Friday 21 August 2020

Nancy Drew & The Hardy Boys: The Death of Nancy Drew (2020) #3 Comic Book Review

 


Nancy Drew & The Hardy Boys: The Death of Nancy Drew #3 feels like the midway point in the series, with things starting to shift around for the three protagonists. It's also the issue where the concept of the series is starting to break down a little bit. At least for me. 

I've only read a few books in the The Hardy Boys Casefiles series when I was growing up and never read the Nancy Drew Files books either. So my experience with these characters comes from the original books. Which means it takes me a little bit to get used to anything that deviates from that original tone and style. I've enjoyed the previous two issues in this series, but it's still weird for me to read the Hardys and Nancy in this kind of situation. Oh sure, the bad guys tried to kill these characters in their respective books back in the day, but it was never so bloody in those books even though the danger was quite real. It's a good series so far, but it's called The Death of Nancy Drew, and with the way issue #1 ended the title is probably the wrong one for this series.

There isn't much character development for any of the three main characters. Frank and Joe are Frank and Joe and Nancy is Nancy. There really isn't any difference between the way they are in the novels and the way they are here in the comics. Which is fine, you know, I'm glad Del Col isn't trying to change the characters except to make them 2020 characters rather than characters from the '20s, '30s or '50s. But at the same time, because these characters have been around for almost 100 years and have been in movies, comic books, TV shows and novels, it's really difficult to do anything with them without completely changing their personalities, which no fan of either book series would want to do unless absolutely necessary. So the fact that Del Col didn't do that and managed to keep things interesting is pretty cool.

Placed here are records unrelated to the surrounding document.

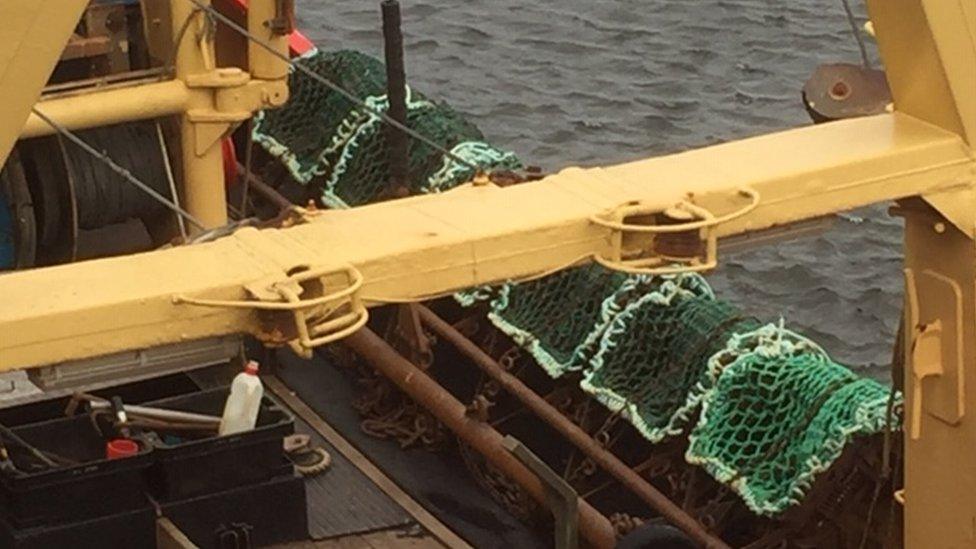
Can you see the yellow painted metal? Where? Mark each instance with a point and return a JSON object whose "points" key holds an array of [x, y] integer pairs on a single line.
{"points": [[940, 382], [103, 108], [203, 171], [32, 37], [308, 284], [417, 247], [929, 52]]}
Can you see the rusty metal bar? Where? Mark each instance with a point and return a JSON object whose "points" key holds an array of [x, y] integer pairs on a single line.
{"points": [[594, 527], [265, 190], [577, 436]]}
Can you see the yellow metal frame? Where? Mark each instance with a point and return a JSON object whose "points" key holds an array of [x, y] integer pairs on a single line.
{"points": [[920, 155]]}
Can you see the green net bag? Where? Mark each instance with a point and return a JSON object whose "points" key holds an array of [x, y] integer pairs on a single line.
{"points": [[652, 361], [780, 412]]}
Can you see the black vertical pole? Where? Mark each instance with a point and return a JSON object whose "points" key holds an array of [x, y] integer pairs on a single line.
{"points": [[396, 140]]}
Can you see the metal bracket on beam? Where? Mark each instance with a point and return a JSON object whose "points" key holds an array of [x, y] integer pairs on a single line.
{"points": [[644, 236], [562, 499], [320, 318]]}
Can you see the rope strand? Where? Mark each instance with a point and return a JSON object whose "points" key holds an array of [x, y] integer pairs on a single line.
{"points": [[124, 173]]}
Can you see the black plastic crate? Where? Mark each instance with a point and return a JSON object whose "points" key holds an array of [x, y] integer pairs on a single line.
{"points": [[92, 487], [197, 466], [128, 530], [260, 514]]}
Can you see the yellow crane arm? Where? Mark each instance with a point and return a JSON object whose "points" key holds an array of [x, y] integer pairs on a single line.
{"points": [[310, 283], [32, 37]]}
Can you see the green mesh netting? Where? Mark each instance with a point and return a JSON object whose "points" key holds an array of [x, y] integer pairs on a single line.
{"points": [[322, 137], [652, 362], [780, 412], [556, 318], [767, 410]]}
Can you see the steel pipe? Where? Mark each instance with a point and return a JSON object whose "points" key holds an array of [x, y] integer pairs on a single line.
{"points": [[577, 436], [594, 527], [104, 108]]}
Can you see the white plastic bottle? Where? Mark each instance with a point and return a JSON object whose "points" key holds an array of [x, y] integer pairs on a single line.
{"points": [[244, 402]]}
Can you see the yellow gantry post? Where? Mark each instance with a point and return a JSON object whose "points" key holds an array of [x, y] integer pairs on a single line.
{"points": [[310, 284], [200, 129], [929, 51]]}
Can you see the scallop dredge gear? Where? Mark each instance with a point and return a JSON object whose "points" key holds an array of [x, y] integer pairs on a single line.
{"points": [[767, 409], [325, 140]]}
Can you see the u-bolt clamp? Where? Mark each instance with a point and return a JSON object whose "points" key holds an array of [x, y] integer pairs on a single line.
{"points": [[705, 223], [320, 319]]}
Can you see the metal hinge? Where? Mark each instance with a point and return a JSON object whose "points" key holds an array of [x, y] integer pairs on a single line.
{"points": [[636, 228], [319, 315]]}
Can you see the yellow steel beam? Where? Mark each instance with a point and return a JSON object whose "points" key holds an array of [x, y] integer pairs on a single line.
{"points": [[416, 247], [32, 37], [104, 108]]}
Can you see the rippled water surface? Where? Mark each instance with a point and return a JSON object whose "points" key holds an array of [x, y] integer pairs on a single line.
{"points": [[573, 82]]}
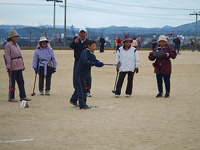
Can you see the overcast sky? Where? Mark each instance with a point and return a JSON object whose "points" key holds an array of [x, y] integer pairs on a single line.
{"points": [[100, 13]]}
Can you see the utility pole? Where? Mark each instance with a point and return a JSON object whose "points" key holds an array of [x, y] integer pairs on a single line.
{"points": [[54, 16], [65, 23], [195, 35]]}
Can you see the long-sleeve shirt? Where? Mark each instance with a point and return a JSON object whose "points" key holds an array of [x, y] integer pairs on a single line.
{"points": [[42, 56], [13, 56], [129, 59], [86, 61]]}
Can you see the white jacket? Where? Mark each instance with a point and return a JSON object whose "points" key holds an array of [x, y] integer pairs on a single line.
{"points": [[129, 59]]}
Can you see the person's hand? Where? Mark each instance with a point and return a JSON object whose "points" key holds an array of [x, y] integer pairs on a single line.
{"points": [[136, 70], [150, 54], [76, 40], [166, 55], [99, 64], [54, 70], [36, 70]]}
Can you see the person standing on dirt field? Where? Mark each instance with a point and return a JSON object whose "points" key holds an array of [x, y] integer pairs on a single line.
{"points": [[162, 66], [15, 66], [129, 59], [154, 42], [177, 43], [78, 45], [102, 43], [83, 70], [44, 63]]}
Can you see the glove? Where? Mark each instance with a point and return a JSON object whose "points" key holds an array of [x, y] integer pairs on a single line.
{"points": [[99, 64], [136, 70], [166, 54], [54, 70], [36, 70], [150, 54]]}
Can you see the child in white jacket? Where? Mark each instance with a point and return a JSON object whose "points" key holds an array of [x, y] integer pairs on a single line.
{"points": [[128, 56]]}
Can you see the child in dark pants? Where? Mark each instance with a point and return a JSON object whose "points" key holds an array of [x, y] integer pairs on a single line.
{"points": [[129, 59], [162, 54], [86, 61]]}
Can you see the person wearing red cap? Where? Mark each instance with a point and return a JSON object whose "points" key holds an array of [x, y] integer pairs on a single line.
{"points": [[162, 66], [129, 59]]}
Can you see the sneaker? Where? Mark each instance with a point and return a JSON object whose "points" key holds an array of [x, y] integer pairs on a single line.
{"points": [[47, 92], [25, 98], [167, 95], [89, 95], [159, 95], [41, 93], [116, 96], [12, 100]]}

The one thing I probably could do without is the romantic undertones of the issue. I know that Frank and Nancy have sort of been a thing since the Super Sleuths series that was published from the late '80s until the late '90s, but this isn't that series, and Del Col isn't actually doing anything with it, beyond Frank mentioning his crush on Nancy and then the classic trope of someone telling their crush that they love them, while hopped up on drugs after surgery or because of an injury or whatever the case is. You know the typical romantic drama stuff that's been going on since the advent of the soap opera. It should be cute, but it takes away from the severity of the situation the three detectives find themselves in. I dunno, maybe it's because the DC/CW superhero shows have really soured me on romance in comic book based TV shows, that that dislike for it has now bled into comics themselves. 

The other thing that I have a problem with, is a problem that I have with this series as a whole, not with this particular issue. There was another mini-series that came before this and as the series goes on I see more and more connection between the two. I haven't read the previous series, so I have no idea what it was about, aside from the brief recap at the start of the first issue of this series, which makes it harder to get into because you feel like you came in in the middle of the movie or the second season of a TV show that relies on the viewer to have seen the first season and know what's going on. This series does a better job of trying to be a standalone story, but that connection is still there and every once in a while the writer reminds the reader of that connection and it does make me want to go back and read the previous series. So I guess it's not really a problem so much as it is an annoyance that comic books have in general these days.

Final Thoughts and Rating: Overall The Death of Nancy Drew #3 is a good issue with a pretty great reveal at the ending that ties the Bobbsey Twins into everything going on with the Hardys and Nancy Drew, which is still REALLY weird to say. The romance element is unnecessary but it isn't super intrusive. Yet. I'm giving Nancy Drew & The Hardy Boys: The Death of Nancy Drew #3 7/10 stars. The story is still interesting, but there isn't much world building or character development at this point in the story.